More Leptin May Mean Less Alzheimer's
Study Shows High Levels of the Hormone Linked to Lower Rates of Alzheimer's Disease
WebMD News Archive
Dec. 15, 2009 -- High levels of the energy-regulating hormone leptin were associated with lower rates of Alzheimer's disease in a study appearing in TheJournal of the American Medical Association.
If confirmed, researchers say the findings could have important implications in the search for effective therapies to prevent and treat the disease.
Discovered in the mid-1990s, leptin is produced by fat cells and is believed to be critical for regulating hunger and weight. But there is growing evidence suggesting a role for the hormone in brain development and memory.
Leptin has been shown to reduce concentrations of B-amyloid, the major component of the deposits, or plaques, that occur in the brains of people with Alzheimer's disease.
In the new study, elderly people were followed for up to 15 years after blood leptin concentrations were measured.
Over 12 years of follow-up, people with the lowest leptin levels were roughly four times more likely to develop Alzheimer's disease than people with the highest levels.
"Our study raises a strong possibility that leptin may actually have a role in the various pathological processes that result in clinical Alzheimer's disease," senior researcher Sudha Seshadri, MD, of Boston University School of Medicine, tells WebMD.
Measuring Leptin Levels
The study initially included 785 elderly people taking part in the ongoing Framingham Heart Study, which began recruiting patients in 1948.
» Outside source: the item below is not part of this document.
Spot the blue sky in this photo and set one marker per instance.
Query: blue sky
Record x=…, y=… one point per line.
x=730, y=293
Blood leptin levels were measured between 1990 and 1994. Around eight years later, 198 of the participants who had not developed dementia underwent brain imaging with MRIs to assess brain aging.
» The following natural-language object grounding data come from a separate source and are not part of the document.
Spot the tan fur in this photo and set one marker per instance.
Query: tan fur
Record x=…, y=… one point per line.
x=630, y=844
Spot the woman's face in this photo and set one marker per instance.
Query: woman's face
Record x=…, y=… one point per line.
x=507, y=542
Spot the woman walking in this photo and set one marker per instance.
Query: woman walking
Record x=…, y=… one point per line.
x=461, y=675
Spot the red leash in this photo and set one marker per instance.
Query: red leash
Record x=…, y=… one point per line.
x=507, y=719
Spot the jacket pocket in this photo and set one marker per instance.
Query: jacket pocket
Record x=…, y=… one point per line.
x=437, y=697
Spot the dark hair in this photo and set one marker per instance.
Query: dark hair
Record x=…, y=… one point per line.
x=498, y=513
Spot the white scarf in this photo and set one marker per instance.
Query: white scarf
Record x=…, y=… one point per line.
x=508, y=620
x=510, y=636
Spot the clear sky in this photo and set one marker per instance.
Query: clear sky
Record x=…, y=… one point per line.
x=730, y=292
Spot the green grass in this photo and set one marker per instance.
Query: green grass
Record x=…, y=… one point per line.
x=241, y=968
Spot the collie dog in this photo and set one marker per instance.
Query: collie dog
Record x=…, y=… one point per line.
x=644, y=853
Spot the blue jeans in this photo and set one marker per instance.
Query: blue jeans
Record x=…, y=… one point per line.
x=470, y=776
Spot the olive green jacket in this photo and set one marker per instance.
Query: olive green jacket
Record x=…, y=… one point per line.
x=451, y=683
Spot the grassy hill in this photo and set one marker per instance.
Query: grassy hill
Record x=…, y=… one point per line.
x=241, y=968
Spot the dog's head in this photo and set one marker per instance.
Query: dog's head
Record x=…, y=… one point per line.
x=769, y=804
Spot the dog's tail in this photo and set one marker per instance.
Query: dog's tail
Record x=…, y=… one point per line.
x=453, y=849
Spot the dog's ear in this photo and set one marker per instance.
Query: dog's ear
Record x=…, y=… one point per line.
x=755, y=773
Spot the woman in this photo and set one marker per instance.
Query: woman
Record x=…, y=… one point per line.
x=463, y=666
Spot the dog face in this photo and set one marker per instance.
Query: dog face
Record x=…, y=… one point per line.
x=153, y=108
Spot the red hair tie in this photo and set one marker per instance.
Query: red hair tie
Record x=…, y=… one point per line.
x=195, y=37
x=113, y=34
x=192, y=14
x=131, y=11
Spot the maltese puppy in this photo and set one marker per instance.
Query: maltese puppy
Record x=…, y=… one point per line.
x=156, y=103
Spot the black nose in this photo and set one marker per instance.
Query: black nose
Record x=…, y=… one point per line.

Those with the highest leptin levels at the beginning of the study had healthier brains with less evidence of aging.
During an average follow-up of eight years, 89 study participants developed Alzheimer's disease and 22 developed other dementias.
Higher early leptin concentrations were associated with lower rates of dementia years later. This association was seen even after they adjusted for the impact of midlife abdominal obesity, or belly fat, which has recently been identified as an early risk factor for Alzheimer's disease.
"If our findings are confirmed by others, leptin levels in older adults may serve as one of several possible biomarkers for healthy brain aging and, more importantly, may open new pathways for possible preventive and therapeutic interventions," the researchers write.